Quello che i Plootoh, da Catania, ci vogliono descrivere è un viaggio introspettivo che si sospinge all'estremo dei confini di un animo chiaramente in subbuglio. Con il loro album metafisico, e con i loro brani amalgamati per bene a concetti filosofici, propongono testi che aleggiano, galleggiando come sospesi ("muoio un po' quando mi accorgo che qualcosa può cambiare senza far rumore"), mentre l'atmosfera predominante è di musica nettamente sperimentale e alternativa.

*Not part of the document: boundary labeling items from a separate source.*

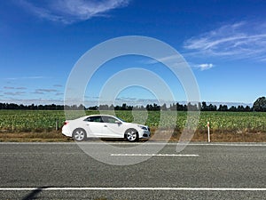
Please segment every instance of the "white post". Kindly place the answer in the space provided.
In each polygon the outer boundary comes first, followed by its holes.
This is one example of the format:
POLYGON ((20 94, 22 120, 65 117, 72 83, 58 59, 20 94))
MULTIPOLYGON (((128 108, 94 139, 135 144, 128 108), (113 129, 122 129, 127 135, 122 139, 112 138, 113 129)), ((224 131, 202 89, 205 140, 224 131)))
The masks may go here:
POLYGON ((209 122, 207 123, 207 142, 210 142, 209 122))

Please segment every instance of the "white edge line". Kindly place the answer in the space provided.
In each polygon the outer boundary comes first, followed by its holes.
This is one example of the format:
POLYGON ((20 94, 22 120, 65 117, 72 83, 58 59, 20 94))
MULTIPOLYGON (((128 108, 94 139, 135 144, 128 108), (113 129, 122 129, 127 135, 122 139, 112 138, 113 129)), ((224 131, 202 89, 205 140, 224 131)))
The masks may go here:
POLYGON ((184 157, 196 157, 200 156, 196 154, 184 155, 184 154, 111 154, 111 156, 184 156, 184 157))
POLYGON ((266 188, 0 188, 0 191, 28 190, 176 190, 176 191, 266 191, 266 188))

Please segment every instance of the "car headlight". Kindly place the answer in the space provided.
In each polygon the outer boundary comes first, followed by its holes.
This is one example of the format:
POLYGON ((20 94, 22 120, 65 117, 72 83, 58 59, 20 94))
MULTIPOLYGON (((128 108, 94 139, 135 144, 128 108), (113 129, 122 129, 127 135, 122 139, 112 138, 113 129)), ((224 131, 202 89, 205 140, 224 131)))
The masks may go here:
POLYGON ((146 126, 144 125, 137 125, 139 128, 141 128, 142 130, 145 130, 148 131, 148 128, 146 126))

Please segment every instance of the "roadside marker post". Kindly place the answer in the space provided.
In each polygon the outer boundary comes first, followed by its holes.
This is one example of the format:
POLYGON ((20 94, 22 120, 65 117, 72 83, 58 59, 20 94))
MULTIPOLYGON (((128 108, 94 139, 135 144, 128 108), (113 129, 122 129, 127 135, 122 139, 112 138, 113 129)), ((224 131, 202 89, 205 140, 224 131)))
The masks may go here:
POLYGON ((207 123, 207 142, 210 142, 209 122, 207 123))

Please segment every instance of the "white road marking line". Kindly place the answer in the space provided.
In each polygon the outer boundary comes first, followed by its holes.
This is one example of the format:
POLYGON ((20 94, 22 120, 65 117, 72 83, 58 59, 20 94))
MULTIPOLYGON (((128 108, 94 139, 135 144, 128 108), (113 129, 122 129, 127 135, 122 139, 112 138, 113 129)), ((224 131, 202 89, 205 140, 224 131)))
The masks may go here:
MULTIPOLYGON (((243 142, 243 143, 178 143, 178 142, 139 142, 136 144, 127 143, 127 142, 94 142, 94 141, 89 141, 89 142, 79 142, 78 144, 82 145, 127 145, 127 146, 137 146, 137 145, 166 145, 166 146, 176 146, 176 145, 187 145, 187 146, 224 146, 224 147, 266 147, 266 142, 243 142)), ((75 142, 0 142, 0 145, 76 145, 75 142)))
POLYGON ((176 191, 266 191, 266 188, 0 188, 0 191, 27 190, 176 190, 176 191))
POLYGON ((184 157, 196 157, 200 156, 196 154, 111 154, 111 156, 184 156, 184 157))

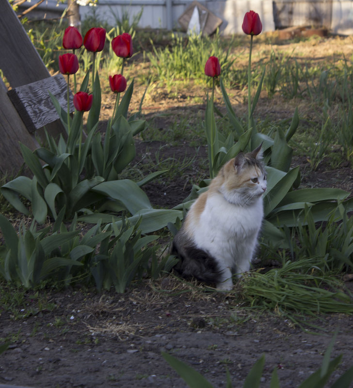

I Plootoh si esprimono, come implodendo, attraverso chitarre acustiche, synth, slide, rumori e cori di sottofondo, metallofoni e hammond, brevi accordi blues che si spezzano, note prolungate in un iperspazio che sembra leggero, sottile, privo di gravità. Il principio della loro musica prende forma su una stratificazione di rock basilare, su cui viene costruito un labirinto di sonorità diverse, talvolta dissonanti, più simili ad illusioni sonore.
È difficile dire a cosa possono somigliare, dal momento che ritagliano abilmente pezzi di tutto, e trovano un modo del tutto diverso per descriversi e per presentarsi a chi li ascolta. Non possono essere che di spunto per l'ambiente sperimentale Italiano, anche se talvolta mancano un po' di brio.